Here's one approach:
df = pd.read_csv("birth.csv", delim_whitespace=True, parse_dates=["date"])
by_day = df.groupby("date").count().resample("D").fillna(0)
csum = by_day.cumsum()
last_week = csum - csum.shift(7).fillna(0)
final = last_week.loc[df.date]
producing
>>> final
obs
date
2000-01-01 2
2000-01-04 3
2000-01-05 4
2000-01-10 3
2000-01-20 1
2000-01-01 2
Step by step, first we get the DataFrame (you probably have this already):
>>> df = pd.read_csv("birth.csv", delim_whitespace=True, parse_dates=["date"])
>>> df
obs date
0 A 2000-01-01
1 B 2000-01-04
2 C 2000-01-05
3 D 2000-01-10
4 E 2000-01-20
5 F 2000-01-01
Then we groupby on date, and count the number of observations:
>>> df.groupby("date").count()
obs
date
2000-01-01 2
2000-01-04 1
2000-01-05 1
2000-01-10 1
2000-01-20 1
We can resample this to days; it'll be a much longer timeseries, of course, but memory is cheap and I'm lazy:
>>> df.groupby("date").count().resample("D")
obs
date
2000-01-01 2
2000-01-02 NaN
2000-01-03 NaN
2000-01-04 1
2000-01-05 1
2000-01-06 NaN
2000-01-07 NaN
2000-01-08 NaN
2000-01-09 NaN
2000-01-10 1
2000-01-11 NaN
2000-01-12 NaN
2000-01-13 NaN
2000-01-14 NaN
2000-01-15 NaN
2000-01-16 NaN
2000-01-17 NaN
2000-01-18 NaN
2000-01-19 NaN
2000-01-20 1
Get rid of the nans:
>>> by_day = df.groupby("date").count().resample("D").fillna(0)
>>> by_day
obs
date
2000-01-01 2
2000-01-02 0
2000-01-03 0
2000-01-04 1
2000-01-05 1
2000-01-06 0
2000-01-07 0
2000-01-08 0
2000-01-09 0
2000-01-10 1
2000-01-11 0
2000-01-12 0
2000-01-13 0
2000-01-14 0
2000-01-15 0
2000-01-16 0
2000-01-17 0
2000-01-18 0
2000-01-19 0
2000-01-20 1
And take the cumulative sum, as part of a manual rolling-sum process.
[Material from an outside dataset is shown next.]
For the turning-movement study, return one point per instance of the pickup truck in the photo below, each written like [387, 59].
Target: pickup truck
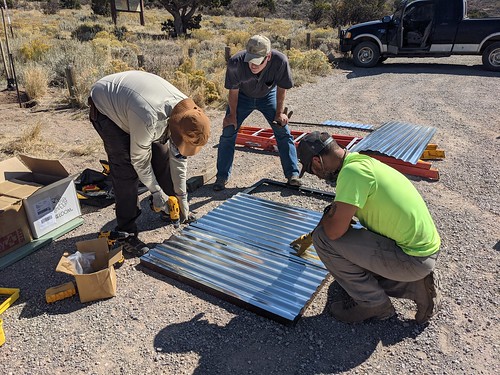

The default rolling sum has the wrong alignment, so I'll just subtract with a difference of one week:
>>> csum = by_day.cumsum()
>>> last_week = csum - csum.shift(7).fillna(0)
>>> last_week
obs
date
2000-01-01 2
2000-01-02 2
2000-01-03 2
2000-01-04 3
2000-01-05 4
2000-01-06 4
2000-01-07 4
2000-01-08 2
2000-01-09 2
2000-01-10 3
2000-01-11 2
2000-01-12 1
2000-01-13 1
2000-01-14 1
2000-01-15 1
2000-01-16 1
2000-01-17 0
2000-01-18 0
2000-01-19 0
2000-01-20 1
And then select the dates we care about:
>>> final = last_week.loc[df.date]
>>> final
obs
date
2000-01-01 2
2000-01-04 3
2000-01-05 4
2000-01-10 3
2000-01-20 1
2000-01-01 2
In [57]: df
Out[57]:
obs date
0 A 2000-01-01
1 B 2000-01-04
2 C 2000-01-05
3 D 2000-01-10
4 E 2000-01-20
In [58]: df['births last week'] = 1
In [59]: pd.rolling_count(df.set_index('date'), 7 + 1, freq='D').loc[df.date] - 1
Out[59]:
births last week
2000-01-01 0
2000-01-04 1
2000-01-05 2
2000-01-10 2
2000-01-20 0
I subtract 1 because rolling_count includes the current entry, and you don't.
Edit: To handle duplicate dates, as discussed in comments on your question, group by date and sum the 'births last week' column between inputs 58 and 59 above.